Opinión
Luis Santamaría
El primer cónclave
RELIGIÓN | Así, la respuesta de aquel primer candidato, como la de todos, no puede ser otra que ésta: "Señor, tú conoces todo, tú sabes que te quiero"

La Capilla Sixtina apresura sus preparación al cónclave instalando las estufas y sus mesas
Aquella primavera agridulce había avanzado a base de domingos en los que palabras, silencios y miradas se turnaban para ir sanando las heridas que, de repente, causaron tanto dolor. Sorprendentemente, eran otras heridas –en manos, pies, costado– las que se habían convertido en el mejor fármaco para sus corazones desgarrados. Entre las sombras del desánimo, las amenazas de muerte y lo agreste del camino venidero, aquellos hombres vislumbraban una pequeña luz de esperanza, siempre nacida de las llagas del Maestro. La sangre de la que eran permanente recordatorio, derramada aquel viernes ya inolvidable, harían del rojo el color eterno del amor. Y revestirse de rojo sería, desde entonces, una llamada a ese amor llevado hasta el final. Hasta el último suspiro.
La historia volvía a repetirse: en lugar de cruzarse de brazos y divagar sobre el futuro, las cabezas debían entretenerse en algo –y los estómagos empezaban a susurrar su cotidiana necesidad–, por lo que ponerse a pescar cuando todos dormían parecía una buena idea. Simón, Tomás, Natanael, Santiago, Juan y otros dos. La noche, infructuosa. Nada de nada. Y lo más triste es que ya se habían acostumbrado. Con el amanecer, aparece el listillo de turno, un desconocido que les dice lo que tienen que hacer. No pierden nada por intentarlo… y sucede el doble milagro: las redes se llenan de peces y los ojos despiertan: "¡Es el Señor!".
En torno a las brasas que Jesús había encendido, y compartiendo un poco de pan y de pescado asado, improvisan una congregación general.
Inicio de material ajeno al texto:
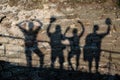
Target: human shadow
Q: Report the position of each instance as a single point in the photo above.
(57, 47)
(92, 48)
(75, 46)
(30, 41)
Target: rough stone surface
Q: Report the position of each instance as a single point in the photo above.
(67, 12)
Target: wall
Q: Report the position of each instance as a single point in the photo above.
(89, 12)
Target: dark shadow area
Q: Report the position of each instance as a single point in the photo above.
(56, 45)
(9, 71)
(92, 48)
(31, 43)
(2, 18)
(75, 46)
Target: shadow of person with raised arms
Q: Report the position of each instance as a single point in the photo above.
(57, 47)
(92, 48)
(75, 46)
(31, 44)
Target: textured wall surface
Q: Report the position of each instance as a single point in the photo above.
(67, 12)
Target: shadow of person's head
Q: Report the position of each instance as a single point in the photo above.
(108, 21)
(58, 28)
(30, 26)
(95, 28)
(75, 31)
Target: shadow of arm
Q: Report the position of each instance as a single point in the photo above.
(83, 29)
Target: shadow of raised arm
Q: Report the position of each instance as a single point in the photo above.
(83, 29)
(52, 19)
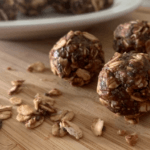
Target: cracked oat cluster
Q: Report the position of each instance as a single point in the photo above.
(8, 10)
(31, 7)
(123, 85)
(76, 57)
(134, 35)
(86, 6)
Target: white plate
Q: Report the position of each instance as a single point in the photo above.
(51, 23)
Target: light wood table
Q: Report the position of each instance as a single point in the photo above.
(83, 101)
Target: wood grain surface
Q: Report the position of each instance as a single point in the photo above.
(83, 101)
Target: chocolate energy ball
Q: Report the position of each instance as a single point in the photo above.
(8, 10)
(123, 84)
(76, 57)
(62, 6)
(32, 7)
(86, 6)
(134, 35)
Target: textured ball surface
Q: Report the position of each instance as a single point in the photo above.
(123, 84)
(76, 57)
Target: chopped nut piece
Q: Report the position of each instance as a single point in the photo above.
(121, 132)
(54, 92)
(37, 66)
(5, 108)
(47, 108)
(59, 115)
(44, 99)
(69, 116)
(72, 129)
(25, 110)
(5, 115)
(22, 118)
(33, 122)
(131, 139)
(62, 116)
(17, 82)
(15, 100)
(57, 131)
(97, 127)
(44, 103)
(13, 90)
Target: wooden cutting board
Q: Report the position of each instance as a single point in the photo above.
(83, 101)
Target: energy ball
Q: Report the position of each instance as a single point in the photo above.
(123, 84)
(8, 10)
(132, 36)
(32, 7)
(86, 6)
(61, 6)
(76, 57)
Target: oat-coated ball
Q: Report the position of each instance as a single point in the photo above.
(31, 7)
(86, 6)
(61, 6)
(123, 84)
(8, 10)
(76, 57)
(134, 35)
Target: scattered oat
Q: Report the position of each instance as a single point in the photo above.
(131, 139)
(44, 103)
(72, 129)
(22, 118)
(48, 108)
(97, 126)
(5, 108)
(13, 90)
(15, 100)
(25, 110)
(62, 115)
(5, 115)
(37, 66)
(54, 92)
(59, 115)
(17, 82)
(121, 132)
(34, 122)
(16, 86)
(57, 131)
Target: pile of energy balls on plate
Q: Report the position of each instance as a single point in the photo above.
(124, 81)
(9, 8)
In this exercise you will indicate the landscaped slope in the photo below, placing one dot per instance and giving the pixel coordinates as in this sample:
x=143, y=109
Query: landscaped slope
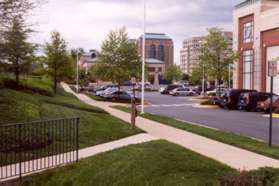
x=153, y=163
x=96, y=127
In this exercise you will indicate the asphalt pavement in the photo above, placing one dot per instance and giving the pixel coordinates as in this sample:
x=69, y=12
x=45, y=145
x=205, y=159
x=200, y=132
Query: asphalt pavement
x=245, y=123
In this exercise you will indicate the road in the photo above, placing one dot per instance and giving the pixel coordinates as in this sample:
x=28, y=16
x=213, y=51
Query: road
x=245, y=123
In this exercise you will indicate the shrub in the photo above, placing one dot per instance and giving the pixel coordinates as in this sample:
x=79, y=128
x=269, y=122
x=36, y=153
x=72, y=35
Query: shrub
x=242, y=178
x=266, y=175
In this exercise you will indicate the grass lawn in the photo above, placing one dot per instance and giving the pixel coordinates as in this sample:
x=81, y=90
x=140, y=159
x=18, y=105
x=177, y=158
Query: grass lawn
x=152, y=163
x=222, y=136
x=96, y=126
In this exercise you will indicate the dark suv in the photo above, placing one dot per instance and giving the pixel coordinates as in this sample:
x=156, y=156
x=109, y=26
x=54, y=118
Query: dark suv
x=230, y=98
x=248, y=101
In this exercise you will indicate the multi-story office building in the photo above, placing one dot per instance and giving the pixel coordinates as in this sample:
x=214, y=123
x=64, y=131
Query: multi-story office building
x=159, y=54
x=256, y=38
x=189, y=54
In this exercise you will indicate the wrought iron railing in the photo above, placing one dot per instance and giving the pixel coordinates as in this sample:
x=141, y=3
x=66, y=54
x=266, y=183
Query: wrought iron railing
x=33, y=146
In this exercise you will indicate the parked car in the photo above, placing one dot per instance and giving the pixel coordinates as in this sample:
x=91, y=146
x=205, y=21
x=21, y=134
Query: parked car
x=214, y=92
x=169, y=88
x=198, y=89
x=102, y=88
x=182, y=92
x=249, y=101
x=264, y=105
x=119, y=95
x=230, y=98
x=106, y=91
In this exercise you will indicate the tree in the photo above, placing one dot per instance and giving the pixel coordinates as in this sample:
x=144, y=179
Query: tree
x=185, y=77
x=119, y=60
x=173, y=73
x=216, y=56
x=59, y=63
x=15, y=52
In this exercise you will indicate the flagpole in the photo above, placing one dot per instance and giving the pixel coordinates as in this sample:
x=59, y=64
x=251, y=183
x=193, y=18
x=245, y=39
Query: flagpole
x=143, y=58
x=77, y=73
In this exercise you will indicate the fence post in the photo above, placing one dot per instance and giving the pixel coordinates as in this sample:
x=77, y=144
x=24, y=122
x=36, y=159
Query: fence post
x=77, y=139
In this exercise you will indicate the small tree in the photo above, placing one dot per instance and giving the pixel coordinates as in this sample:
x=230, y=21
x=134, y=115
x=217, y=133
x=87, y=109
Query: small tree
x=173, y=73
x=17, y=51
x=60, y=64
x=119, y=60
x=215, y=55
x=185, y=77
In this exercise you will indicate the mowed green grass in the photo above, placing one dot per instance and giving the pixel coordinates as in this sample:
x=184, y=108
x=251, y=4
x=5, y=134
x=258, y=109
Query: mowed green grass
x=153, y=163
x=222, y=136
x=96, y=125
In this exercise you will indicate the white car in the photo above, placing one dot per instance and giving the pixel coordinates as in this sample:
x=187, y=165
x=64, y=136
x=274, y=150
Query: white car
x=182, y=92
x=104, y=92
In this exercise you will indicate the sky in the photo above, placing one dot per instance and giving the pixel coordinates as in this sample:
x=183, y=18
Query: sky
x=86, y=23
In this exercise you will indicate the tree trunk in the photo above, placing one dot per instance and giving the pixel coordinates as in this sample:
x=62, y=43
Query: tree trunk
x=55, y=78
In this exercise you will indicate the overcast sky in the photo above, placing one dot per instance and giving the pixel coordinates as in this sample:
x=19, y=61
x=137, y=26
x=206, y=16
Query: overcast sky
x=85, y=23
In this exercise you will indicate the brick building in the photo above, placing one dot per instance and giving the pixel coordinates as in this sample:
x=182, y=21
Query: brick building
x=189, y=53
x=159, y=53
x=256, y=38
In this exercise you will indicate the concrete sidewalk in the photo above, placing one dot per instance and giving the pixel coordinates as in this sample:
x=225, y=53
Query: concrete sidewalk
x=232, y=156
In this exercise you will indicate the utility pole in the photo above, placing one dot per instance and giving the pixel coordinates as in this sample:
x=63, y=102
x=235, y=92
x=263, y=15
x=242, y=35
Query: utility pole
x=143, y=58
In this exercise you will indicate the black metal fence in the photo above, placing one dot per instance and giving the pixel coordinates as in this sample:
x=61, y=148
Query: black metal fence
x=34, y=146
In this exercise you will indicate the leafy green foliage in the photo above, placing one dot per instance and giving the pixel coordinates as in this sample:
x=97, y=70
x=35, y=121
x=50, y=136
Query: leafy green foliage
x=59, y=63
x=173, y=73
x=153, y=163
x=118, y=60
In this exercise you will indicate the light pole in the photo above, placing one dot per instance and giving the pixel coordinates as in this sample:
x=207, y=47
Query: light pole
x=77, y=73
x=229, y=76
x=203, y=79
x=143, y=58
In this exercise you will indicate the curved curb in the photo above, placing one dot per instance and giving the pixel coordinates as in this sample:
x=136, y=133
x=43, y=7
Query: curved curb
x=205, y=106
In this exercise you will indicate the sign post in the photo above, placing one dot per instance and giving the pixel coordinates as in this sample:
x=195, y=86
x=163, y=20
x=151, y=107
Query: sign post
x=272, y=72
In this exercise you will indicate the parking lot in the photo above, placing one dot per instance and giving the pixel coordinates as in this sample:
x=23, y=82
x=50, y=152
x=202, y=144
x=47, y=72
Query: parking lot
x=246, y=123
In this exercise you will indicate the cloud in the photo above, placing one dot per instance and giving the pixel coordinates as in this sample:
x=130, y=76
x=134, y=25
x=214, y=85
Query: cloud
x=85, y=23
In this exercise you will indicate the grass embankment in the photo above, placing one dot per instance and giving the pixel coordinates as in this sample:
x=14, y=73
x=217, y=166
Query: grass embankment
x=96, y=125
x=222, y=136
x=153, y=163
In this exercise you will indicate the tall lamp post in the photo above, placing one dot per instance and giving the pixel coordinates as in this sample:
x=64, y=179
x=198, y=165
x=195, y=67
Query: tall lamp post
x=143, y=58
x=77, y=73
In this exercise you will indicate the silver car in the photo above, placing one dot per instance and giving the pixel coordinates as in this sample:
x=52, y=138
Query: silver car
x=182, y=92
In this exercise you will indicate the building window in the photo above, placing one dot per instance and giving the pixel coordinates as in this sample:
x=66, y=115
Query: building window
x=247, y=69
x=248, y=30
x=161, y=52
x=152, y=52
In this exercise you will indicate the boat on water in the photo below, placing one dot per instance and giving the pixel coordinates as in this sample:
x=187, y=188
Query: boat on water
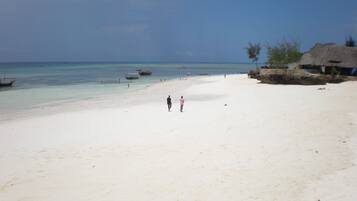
x=132, y=76
x=6, y=82
x=144, y=72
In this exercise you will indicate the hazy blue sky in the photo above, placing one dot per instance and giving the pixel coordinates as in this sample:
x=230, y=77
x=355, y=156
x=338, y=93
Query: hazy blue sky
x=164, y=30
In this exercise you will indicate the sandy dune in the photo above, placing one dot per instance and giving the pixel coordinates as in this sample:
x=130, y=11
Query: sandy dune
x=235, y=140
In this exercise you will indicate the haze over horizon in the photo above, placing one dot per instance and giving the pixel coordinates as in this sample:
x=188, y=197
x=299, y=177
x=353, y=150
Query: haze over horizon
x=164, y=31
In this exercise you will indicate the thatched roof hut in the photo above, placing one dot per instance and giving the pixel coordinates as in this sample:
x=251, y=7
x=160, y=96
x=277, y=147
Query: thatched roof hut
x=330, y=55
x=330, y=59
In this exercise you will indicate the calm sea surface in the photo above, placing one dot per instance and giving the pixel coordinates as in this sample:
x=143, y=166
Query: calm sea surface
x=44, y=83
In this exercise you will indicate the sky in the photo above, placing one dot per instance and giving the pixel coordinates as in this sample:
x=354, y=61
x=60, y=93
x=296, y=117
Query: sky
x=165, y=30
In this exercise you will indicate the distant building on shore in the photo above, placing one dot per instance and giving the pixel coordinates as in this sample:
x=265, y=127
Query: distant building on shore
x=330, y=59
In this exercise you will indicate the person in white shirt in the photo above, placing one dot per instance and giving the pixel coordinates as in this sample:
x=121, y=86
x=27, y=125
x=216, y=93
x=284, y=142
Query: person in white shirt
x=182, y=101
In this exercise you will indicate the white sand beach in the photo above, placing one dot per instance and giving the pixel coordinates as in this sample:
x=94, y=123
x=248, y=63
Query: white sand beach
x=235, y=140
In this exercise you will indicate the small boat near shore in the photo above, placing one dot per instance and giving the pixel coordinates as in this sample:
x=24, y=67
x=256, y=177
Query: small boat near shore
x=7, y=82
x=132, y=76
x=144, y=72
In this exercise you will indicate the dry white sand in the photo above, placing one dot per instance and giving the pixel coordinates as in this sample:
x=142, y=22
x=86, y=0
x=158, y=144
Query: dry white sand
x=270, y=142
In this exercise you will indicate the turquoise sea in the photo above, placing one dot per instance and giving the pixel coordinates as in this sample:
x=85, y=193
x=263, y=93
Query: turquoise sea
x=45, y=83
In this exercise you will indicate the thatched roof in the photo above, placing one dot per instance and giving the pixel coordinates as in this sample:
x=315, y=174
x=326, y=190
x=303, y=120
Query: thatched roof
x=330, y=55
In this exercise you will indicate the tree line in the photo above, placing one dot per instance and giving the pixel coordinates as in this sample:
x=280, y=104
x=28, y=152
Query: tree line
x=282, y=53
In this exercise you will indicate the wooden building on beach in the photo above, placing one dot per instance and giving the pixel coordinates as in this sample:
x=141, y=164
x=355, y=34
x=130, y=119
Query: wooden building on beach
x=330, y=59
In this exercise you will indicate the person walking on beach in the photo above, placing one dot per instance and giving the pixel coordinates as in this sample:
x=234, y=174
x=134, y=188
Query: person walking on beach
x=182, y=101
x=169, y=103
Está claro quién los ha convocado e invitado. Hasta les ha dado de comer, en un feliz desayuno junto al lago, con las primeras luces del día. Dialogan de lo humano y lo divino, ríen y lloran. Auténticos, tal como son. No pueden –ni quieren– actuar delante de quien más profundamente conoce sus corazones. Ya les va quedando claro que él los quiere en la brecha, sin otro programa que transmitir sus palabras y realizar sus gestos.
Después de comer todos juntos, es el momento del cara a cara. Encerrados en la conversación entre dos buenos amigos, el Maestro se dirige al que ya había elegido. ¡Pero si lo había defraudado! ¡Lo abandonó cuando más lo necesitaba! A él le da igual, y lo interpela por su nombre: "Simón, hijo de Juan". Y le pregunta: "¿me amas?". Una vez. Dos veces. Tres veces. Suena a cadencia ritual, pero no es más que la insistencia del amor.
Así, el primer cónclave de la historia –sin votos ni fumatas– se produce junto a las aguas donde fue designado pescador de hombres, con el único requisito del amor y, desde ahora, la misión del pastoreo. Así, la respuesta de aquel primer candidato, como la de todos, no puede ser otra que ésta: "Señor, tú conoces todo, tú sabes que te quiero". Esta semana, la Iglesia volverá a vivirlo.